Sweet and Sour Pork is a traditional Chinese dish that is especially popular in Cantonese cuisine. The recipe is said to have been adapted from the traditional dish called Jiangsu. Jiangsu is a very old meal where pork meat is prepared in a sugar and vinegar sauce. Sweet and Sour Pork was created based upon variations of Jiangsu and first gained popularity in the 18th century. The dish is now popular around the world, and especially common in the United States, where Chinese food establishments prepare and serve it regularly.

Ingredients:

  • 1 ½ pounds boneless pork loin (cut into 1-inch cubes)
  • 1 tablespoon soy sauce
  • 1 egg white
  • 1 teaspoon honey
  • 2 green onions (scallions), chopped
  • 2 tablespoons vegetable oil (divided)
  • ½ cup flour
  • 2 garlic cloves (minced)
  • 1 tablespoon minced ginger
  • 2 tablespoons cornstarch
  • 1 teaspoon salt
  • 1/4 cup ketchup
  • 1/2 cup sugar
  • 1/4 cup red wine vinegar
  • 1/2 tablespoon sesame oil
  • 1/3 cup large diced Vidalia onion
  • 1/3 cup large diced celery
  • 1/3 cup carrots sliced 1/4-inch thick, on a bias
  • 1/3 cup large diced red bell pepper
  • 1/3 cup large diced green bell pepper
  • 1 (8 ounce) can pineapple chunks (undrained)

Directions:

  1. Combine cubed pork, soy sauce, egg white, honey, and green onions in a medium bowl.
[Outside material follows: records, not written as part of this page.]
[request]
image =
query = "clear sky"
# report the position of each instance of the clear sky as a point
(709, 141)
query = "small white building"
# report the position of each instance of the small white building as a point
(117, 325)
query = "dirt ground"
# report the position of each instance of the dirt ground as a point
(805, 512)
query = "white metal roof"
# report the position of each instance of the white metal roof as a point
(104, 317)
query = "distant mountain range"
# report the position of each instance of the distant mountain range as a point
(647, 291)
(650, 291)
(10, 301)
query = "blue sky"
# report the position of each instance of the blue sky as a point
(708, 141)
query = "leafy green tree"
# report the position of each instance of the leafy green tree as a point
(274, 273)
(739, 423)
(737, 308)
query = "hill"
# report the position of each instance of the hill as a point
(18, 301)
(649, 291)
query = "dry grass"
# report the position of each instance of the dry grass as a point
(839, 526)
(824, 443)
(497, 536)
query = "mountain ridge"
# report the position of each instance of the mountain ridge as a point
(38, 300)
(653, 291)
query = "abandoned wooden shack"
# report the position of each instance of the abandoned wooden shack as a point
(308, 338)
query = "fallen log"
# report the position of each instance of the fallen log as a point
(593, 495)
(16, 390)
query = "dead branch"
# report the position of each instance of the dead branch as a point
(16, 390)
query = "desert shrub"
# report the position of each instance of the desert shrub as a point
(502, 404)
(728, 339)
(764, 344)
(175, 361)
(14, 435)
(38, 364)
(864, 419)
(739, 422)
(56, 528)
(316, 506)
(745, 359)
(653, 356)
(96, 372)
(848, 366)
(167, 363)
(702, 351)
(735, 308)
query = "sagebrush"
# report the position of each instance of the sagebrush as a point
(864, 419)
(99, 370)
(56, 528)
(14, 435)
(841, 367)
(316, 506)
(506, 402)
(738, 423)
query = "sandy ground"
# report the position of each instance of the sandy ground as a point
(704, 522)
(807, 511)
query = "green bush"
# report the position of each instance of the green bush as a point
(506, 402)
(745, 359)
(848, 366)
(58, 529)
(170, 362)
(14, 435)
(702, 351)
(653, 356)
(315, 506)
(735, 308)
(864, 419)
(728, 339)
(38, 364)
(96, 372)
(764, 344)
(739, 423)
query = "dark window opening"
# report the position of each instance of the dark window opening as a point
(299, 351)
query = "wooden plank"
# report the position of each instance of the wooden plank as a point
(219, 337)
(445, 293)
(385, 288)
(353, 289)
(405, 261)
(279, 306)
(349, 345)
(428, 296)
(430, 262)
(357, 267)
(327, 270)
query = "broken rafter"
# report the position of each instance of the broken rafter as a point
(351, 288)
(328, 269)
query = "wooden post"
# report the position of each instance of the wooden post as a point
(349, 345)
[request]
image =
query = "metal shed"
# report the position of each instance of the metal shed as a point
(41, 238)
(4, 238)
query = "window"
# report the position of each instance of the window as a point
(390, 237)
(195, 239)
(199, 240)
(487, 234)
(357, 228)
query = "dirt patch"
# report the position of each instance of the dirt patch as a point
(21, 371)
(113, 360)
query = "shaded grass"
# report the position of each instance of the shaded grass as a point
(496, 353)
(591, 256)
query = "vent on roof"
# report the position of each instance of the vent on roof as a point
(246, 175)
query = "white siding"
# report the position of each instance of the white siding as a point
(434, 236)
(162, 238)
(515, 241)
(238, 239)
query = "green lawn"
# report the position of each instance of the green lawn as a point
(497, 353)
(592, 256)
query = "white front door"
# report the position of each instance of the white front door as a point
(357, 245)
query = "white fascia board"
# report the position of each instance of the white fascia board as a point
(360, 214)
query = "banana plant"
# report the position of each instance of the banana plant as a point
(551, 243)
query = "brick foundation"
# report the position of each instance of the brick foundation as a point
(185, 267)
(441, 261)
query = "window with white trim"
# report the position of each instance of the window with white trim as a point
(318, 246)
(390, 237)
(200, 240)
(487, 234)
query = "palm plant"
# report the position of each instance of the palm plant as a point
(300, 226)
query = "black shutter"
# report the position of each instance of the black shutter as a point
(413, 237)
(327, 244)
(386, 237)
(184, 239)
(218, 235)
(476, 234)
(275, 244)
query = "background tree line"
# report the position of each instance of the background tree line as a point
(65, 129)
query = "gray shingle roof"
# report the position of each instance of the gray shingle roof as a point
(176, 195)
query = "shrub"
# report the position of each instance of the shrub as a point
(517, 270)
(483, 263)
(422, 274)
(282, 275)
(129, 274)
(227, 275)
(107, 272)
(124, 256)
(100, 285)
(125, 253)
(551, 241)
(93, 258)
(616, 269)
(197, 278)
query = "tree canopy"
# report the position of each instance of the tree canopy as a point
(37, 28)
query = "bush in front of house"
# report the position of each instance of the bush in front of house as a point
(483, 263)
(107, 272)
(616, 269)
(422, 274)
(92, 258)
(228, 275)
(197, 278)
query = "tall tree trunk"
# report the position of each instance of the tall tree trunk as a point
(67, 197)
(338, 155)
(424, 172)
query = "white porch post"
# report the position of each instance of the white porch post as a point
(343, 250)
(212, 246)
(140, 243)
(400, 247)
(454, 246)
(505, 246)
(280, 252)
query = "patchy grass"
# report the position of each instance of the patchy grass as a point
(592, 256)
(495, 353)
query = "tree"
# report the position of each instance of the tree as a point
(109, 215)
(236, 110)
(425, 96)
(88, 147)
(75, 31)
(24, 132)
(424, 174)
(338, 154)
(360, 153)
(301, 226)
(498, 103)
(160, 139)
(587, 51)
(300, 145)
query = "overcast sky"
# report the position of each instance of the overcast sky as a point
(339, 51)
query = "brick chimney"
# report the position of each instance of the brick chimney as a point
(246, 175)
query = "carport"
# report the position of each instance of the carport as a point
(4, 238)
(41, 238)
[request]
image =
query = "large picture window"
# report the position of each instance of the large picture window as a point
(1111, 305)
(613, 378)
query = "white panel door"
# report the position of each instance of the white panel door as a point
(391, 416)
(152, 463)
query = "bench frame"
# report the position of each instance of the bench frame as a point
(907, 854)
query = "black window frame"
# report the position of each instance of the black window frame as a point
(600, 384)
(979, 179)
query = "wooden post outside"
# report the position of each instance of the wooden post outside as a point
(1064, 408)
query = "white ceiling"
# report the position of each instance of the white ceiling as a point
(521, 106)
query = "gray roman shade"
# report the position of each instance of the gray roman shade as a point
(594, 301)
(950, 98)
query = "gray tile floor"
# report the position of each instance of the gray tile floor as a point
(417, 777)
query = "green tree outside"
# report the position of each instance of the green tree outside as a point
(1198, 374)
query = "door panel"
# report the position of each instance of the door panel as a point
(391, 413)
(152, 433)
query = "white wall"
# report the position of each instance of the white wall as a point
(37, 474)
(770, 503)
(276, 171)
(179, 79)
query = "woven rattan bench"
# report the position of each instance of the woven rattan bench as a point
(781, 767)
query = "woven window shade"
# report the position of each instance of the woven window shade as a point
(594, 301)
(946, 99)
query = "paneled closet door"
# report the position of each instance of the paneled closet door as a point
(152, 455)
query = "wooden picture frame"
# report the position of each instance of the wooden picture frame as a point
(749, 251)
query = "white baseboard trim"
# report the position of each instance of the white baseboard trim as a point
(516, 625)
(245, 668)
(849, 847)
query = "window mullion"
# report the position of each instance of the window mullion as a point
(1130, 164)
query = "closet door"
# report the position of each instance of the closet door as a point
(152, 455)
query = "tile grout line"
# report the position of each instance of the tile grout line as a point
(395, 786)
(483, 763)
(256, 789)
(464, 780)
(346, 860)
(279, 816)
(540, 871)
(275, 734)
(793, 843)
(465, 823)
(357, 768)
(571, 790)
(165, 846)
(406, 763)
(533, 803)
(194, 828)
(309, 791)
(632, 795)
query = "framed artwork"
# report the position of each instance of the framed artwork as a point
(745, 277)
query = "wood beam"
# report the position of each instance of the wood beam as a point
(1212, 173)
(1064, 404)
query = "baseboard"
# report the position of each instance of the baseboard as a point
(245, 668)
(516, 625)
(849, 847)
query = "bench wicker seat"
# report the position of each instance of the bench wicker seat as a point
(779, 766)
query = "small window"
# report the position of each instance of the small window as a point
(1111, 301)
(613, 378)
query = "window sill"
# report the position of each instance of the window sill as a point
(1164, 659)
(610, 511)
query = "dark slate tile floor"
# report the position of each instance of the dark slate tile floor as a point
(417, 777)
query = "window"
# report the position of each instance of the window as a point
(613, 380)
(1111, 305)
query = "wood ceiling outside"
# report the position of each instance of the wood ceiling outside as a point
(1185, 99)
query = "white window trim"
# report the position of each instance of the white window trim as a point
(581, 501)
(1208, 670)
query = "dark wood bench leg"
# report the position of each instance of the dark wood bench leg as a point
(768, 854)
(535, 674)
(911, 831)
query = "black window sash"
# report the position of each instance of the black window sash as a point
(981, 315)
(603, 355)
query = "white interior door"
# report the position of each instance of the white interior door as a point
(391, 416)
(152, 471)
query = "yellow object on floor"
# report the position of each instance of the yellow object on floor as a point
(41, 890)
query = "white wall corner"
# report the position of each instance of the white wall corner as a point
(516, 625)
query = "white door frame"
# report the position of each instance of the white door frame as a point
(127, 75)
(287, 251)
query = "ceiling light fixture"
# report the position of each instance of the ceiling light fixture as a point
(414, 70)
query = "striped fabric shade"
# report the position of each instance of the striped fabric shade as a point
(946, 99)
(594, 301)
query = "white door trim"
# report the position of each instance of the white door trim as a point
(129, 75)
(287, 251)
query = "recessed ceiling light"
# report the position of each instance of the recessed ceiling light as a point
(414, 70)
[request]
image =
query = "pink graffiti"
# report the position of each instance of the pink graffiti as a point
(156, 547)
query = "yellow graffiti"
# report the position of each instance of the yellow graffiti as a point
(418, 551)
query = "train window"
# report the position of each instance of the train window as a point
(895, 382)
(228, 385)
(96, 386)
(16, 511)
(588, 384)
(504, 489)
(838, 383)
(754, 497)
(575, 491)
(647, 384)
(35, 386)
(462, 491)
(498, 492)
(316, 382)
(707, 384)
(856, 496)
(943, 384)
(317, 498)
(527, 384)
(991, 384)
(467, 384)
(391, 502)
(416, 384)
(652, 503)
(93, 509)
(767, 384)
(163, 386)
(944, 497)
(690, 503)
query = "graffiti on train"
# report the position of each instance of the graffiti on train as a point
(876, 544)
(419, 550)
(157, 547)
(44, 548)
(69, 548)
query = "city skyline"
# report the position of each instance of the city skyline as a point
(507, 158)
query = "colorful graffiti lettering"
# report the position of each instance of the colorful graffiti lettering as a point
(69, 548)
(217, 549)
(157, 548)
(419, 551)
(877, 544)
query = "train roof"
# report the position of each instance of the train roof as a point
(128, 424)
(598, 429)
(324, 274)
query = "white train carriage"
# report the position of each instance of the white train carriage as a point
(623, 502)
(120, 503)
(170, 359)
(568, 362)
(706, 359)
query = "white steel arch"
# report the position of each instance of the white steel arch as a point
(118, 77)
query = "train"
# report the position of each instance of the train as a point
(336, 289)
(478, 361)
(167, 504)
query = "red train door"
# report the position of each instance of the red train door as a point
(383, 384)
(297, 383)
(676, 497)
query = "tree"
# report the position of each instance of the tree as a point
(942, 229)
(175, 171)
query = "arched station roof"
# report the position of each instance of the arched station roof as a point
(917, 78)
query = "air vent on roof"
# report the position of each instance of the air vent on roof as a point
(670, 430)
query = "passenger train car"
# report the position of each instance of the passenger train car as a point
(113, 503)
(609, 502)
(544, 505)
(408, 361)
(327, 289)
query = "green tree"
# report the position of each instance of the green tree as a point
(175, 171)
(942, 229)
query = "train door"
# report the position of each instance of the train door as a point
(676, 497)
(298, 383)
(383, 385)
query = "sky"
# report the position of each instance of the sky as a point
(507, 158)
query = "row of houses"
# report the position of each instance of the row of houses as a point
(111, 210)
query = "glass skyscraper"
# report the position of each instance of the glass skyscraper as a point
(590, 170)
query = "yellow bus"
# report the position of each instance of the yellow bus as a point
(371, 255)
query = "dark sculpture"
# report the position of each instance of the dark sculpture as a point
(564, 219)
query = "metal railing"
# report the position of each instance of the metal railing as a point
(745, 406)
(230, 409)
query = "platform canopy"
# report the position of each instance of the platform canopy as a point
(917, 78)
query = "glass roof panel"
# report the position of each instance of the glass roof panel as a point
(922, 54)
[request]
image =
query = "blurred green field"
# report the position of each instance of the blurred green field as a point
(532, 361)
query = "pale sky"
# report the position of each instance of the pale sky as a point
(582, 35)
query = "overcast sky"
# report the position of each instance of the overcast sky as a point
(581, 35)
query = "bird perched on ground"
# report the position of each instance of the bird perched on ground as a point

Season with salt if desired. Cover the bowl and place in the refrigerator for at least one hour.
  2. After marinating, remove pork mixture from refrigerator. Coat the pork with flour.
  3. Heat one tablespoon of the vegetable oil in a large skillet or wok over medium-high heat. Add the flour coated pork and fry until cooked through and evenly browned (approximately ten minutes).
  4. Remove pork from pan and set aside.
  5. Heat remaining tablespoon of vegetable oil in skillet or work. Add in garlic, ginger, and all vegetables. Cook the vegetables until tender.
  6. Return pork cubes to the skillet or wok. Add in pineapple chunks (with juice), ketchup, vinegar, sesame oil, and sugar.
  7. Mix all ingredients and increase to high heat. Bring to a boil and stir.
  8. Add in cornstarch until sauce has thickened. Reduce heat and continue stirring until all ingredients are well blended. (Note: if sauce becomes too thick, water may be added until desired consistency is achieved)
  9. Remove dish from heat and serve.

Serving Notes:

This dish can be served on its own, but most people enjoy it with a side of sticky white rice. Rice noodles can also be paired with this dish. It is traditionally eaten using chopsticks. However, those unfamiliar with these utensils may find it difficult to grab the large pork pieces in this manner.

Variations:

Sweet and sour dishes are extremely popular in Chinese cooking. One dish directly related to this one is Sweet and Sour Spare Ribs. It is prepared in an identical method; however, the ribs are used instead of pork loin.

For a healthier twist on this dish, you may substitute low-sodium soy sauce or use a sugar substitute in place of white sugar. However, the frying method used is not a major source of fat and should not be eliminated if the authenticity of the dish is to be preserved.